都庁から離れたから行政と向き合える

こんにちは。Kiwi PR合同会社の植田聡子です。

都庁を辞めてもうすぐ2年。「後悔してませんか?」と質問されました。

「全く後悔してないです。むしろもっと早く辞めても良かった気もしますが、オリンピックに関われたことも考えると、あのタイミングでした。」

と答えました。

うまく言えないけれど、国や自治体、民間企業の人とも多く話すと、これまで都庁で当たり前だったことがいかに「都庁独特」だったかを改めて思い知らされます。都庁や行政を否定するつもりはなく、むしろ離れてから、自分の立場で何ができるだろうかと常に向き合っている気分です。

他の役所がどうかは知りませんが、都庁において「越権」は非常に嫌われる行為でした。「これ、いいじゃん!」「あの部署と一緒にこんなことやれたら面白くない?」と他部署に持ちかけても、まあ怪訝なお顔です、大抵。

「よその部署のお前が何を言う・・・」

そう言いたげでしたね(遠い目)

いやいや、同じ局じゃん、何なら同じ部じゃん!!

たまにそういうのを「いいね!」と乗ってくれる人もいるのですが、基本マイノリティーです。部署横断プロジェクトのようなことをする余裕もなく、目の前にあるto doに精一杯。当たり障りのない範囲で無難なコミット。

先日、メディアでも取り上げられている流山市のマーケティング課長のセミナーを拝聴しました。

成功事例として取り上げられていますが、河尻課長のお話では、マーケティング課は少数精鋭たった3人の組織で、組織内でも別に特段の優遇があるどころか、「面倒なことを言う部署」と思われがちのようです。

そうだろうなぁと思います。

役所で外からの違う風を取り入れて、「いいね、やろうよ!」という人々は少数派で、「粛々と」(この言葉、ほんと役所の人大好きですよね・・・)進めたい穏健派が多数です。でも、去年より何か一つでも二つでも改善して成長して、何ならドラスティックに変えてみるでもしないと、もう時代のスピードが早過ぎて追いつかないです。

東京都は、人口も何かしなくても増え(コロナ禍で転出超過とはいえ、他県はそんなレベルじゃなくガンガン若者が出ていっている)、税収もなんとなく入ってくるし、どこかの県とライバル関係みたいなのもなく、まあ無双状態。

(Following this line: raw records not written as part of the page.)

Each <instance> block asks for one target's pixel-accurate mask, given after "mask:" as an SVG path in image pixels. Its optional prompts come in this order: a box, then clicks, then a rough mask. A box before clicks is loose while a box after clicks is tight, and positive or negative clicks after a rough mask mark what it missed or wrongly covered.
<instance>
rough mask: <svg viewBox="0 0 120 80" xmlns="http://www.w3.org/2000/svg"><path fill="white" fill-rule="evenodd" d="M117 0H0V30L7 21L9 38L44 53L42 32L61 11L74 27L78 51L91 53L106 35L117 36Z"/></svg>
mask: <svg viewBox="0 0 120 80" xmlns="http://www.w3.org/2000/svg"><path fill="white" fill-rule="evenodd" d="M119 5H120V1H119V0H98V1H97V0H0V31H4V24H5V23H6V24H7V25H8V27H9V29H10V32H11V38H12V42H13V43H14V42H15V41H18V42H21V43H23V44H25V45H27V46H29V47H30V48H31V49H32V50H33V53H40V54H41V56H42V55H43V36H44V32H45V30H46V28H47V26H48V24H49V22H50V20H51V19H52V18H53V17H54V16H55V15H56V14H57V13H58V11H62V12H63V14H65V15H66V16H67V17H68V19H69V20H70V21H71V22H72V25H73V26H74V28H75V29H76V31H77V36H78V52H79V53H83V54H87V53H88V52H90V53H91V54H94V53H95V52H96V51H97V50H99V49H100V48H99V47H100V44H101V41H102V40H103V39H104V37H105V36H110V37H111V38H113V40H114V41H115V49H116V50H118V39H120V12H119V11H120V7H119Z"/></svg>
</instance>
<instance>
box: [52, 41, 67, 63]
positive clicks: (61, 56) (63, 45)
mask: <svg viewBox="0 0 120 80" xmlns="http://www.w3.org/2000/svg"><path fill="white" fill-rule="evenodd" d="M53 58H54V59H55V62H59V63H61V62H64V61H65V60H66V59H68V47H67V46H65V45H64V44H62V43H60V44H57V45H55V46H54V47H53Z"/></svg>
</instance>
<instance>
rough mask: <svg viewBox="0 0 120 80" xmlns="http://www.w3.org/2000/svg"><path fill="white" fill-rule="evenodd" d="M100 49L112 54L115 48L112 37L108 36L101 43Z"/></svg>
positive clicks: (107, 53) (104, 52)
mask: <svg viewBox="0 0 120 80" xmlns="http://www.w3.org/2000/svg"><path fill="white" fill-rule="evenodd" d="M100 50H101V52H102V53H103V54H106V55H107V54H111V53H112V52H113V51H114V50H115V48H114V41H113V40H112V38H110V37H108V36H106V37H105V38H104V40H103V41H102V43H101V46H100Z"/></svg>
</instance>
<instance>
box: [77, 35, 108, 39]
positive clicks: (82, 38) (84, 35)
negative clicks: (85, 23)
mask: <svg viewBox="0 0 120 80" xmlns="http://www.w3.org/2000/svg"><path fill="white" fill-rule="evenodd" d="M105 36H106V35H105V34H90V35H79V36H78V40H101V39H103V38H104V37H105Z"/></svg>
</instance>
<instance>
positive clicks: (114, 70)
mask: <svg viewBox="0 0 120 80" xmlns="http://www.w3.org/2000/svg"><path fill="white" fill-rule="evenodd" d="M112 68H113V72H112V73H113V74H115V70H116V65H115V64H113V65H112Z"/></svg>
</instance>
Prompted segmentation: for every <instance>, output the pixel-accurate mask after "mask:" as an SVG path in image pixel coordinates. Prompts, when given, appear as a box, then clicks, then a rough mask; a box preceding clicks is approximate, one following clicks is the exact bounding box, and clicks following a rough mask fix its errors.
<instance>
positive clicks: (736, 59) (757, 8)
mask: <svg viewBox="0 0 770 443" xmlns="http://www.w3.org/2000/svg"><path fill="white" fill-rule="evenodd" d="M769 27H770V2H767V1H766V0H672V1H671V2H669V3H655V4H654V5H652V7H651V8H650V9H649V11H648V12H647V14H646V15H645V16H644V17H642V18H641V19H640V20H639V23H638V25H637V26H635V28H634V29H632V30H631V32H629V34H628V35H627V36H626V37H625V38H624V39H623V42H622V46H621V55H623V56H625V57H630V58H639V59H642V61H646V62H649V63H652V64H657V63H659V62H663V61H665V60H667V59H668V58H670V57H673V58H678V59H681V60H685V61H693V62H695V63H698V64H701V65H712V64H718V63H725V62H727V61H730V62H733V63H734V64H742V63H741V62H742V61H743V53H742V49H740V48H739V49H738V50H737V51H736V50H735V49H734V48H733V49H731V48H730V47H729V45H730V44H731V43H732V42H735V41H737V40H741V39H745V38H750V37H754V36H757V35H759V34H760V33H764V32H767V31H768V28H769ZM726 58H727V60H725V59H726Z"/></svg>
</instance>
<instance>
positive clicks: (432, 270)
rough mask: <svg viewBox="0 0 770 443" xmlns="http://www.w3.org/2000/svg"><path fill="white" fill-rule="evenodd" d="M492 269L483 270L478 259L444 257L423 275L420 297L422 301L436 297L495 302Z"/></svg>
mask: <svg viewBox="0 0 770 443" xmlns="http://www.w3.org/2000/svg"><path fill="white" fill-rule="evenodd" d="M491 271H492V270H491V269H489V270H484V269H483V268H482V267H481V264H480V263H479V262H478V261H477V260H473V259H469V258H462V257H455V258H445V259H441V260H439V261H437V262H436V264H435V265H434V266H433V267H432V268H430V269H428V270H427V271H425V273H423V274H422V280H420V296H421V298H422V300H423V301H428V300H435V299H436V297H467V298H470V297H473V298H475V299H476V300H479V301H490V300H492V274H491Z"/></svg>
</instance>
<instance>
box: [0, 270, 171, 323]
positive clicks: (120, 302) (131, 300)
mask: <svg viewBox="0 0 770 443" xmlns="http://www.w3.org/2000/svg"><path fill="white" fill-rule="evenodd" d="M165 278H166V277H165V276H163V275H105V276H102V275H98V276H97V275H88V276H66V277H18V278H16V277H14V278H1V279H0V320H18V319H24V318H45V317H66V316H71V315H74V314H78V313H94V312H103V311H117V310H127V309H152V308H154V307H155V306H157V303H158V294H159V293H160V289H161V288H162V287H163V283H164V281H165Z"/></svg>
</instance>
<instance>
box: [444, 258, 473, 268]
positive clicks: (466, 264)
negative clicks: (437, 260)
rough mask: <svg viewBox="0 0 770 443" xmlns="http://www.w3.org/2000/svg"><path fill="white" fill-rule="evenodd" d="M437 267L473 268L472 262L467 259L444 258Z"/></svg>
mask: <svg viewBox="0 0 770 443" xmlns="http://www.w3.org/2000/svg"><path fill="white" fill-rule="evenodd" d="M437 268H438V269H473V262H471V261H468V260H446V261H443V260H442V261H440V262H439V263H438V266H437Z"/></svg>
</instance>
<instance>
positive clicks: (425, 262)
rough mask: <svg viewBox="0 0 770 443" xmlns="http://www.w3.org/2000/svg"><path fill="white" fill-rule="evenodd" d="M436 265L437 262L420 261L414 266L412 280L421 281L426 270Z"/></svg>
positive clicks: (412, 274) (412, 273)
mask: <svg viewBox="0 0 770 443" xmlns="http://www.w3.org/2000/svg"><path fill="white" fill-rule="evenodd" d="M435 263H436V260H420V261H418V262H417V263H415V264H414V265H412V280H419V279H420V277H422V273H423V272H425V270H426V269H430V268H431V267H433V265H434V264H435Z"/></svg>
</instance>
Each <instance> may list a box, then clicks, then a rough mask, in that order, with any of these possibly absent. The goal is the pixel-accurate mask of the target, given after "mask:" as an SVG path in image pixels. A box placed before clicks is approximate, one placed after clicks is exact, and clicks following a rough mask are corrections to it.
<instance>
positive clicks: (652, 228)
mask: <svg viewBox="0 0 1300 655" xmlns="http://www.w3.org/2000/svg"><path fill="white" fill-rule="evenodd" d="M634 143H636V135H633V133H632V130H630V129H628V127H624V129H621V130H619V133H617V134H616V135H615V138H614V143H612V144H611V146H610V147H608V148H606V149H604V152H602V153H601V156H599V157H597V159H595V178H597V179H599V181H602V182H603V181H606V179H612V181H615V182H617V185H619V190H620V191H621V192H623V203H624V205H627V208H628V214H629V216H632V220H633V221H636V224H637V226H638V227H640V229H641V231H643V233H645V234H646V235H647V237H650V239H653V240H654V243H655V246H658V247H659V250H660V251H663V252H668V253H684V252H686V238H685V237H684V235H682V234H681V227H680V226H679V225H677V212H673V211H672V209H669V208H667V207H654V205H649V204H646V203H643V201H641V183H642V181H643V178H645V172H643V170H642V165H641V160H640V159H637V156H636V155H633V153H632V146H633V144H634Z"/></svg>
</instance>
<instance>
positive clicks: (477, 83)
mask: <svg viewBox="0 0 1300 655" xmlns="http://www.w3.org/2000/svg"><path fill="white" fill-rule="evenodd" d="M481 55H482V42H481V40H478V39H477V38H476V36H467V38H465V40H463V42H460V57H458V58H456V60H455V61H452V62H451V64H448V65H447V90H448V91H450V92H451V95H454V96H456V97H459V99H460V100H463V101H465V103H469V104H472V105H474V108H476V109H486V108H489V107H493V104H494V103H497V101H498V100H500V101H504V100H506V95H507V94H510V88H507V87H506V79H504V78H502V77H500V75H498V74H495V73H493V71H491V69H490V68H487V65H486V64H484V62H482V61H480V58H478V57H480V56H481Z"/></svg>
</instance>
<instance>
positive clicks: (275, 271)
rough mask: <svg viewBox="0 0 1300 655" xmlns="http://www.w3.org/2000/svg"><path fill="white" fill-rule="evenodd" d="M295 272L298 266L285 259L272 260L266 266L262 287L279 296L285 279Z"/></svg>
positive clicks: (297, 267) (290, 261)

でも、流山市しかり、地方基礎自治体は社会課題に向き合いながら、少ない予算と人員で工夫してるんだなぁと改めて感じました。

こちらは広報をお手伝いしている福島県富岡町教育委員会とNPO法人inVisible
のプロジェクト「PinS=プロフェッショナル イン スクール」

「教えない教育」と銘打って、人口減少が著しい富岡町の小中学校に、転校生としてプロのアーティストがやってきます。子どもたちと関わりながらプロフェッショナルから何らかを学んでほしいという、あくまで「教えない教育」。このプロジェクトを通じて、実は学んでいるのは子どもだけでなく、教員の方々もなんだと実感しています。

指導要領に基づいた教育、やることいっぱいの学校現場、ついつい目の前のことに追われがちな先生方がプロフェッショナルと触れることで、「そもそも『教育』って何だっけ?」とガンガン刺激を受けている変容が手に取るようにわかります。

こんなことも都庁にいると、なかなか感じ得なかった話。公務員だったけど、異動するごとにその事業については深く理解しようとしてたけど、結果視野狭窄

仕方ない部分でもあるのです。だってみんな忙しいから

でも、ミクロの視点とマクロの視点を持ち合わせたら、もっとトランスフォーメーションが進むわけで。

DXするぞ!って「DXすること」が目的ではなくて、それは手段。「DXして、こういうふうにしたいよね」とビジョンを共有することから始めたいですよね。

自治体の視野を広げるお手伝いをしながら、一緒に知恵を出して取り組んでいくのがGR=Government Relationshipだよな、と思った祝日の朝でした。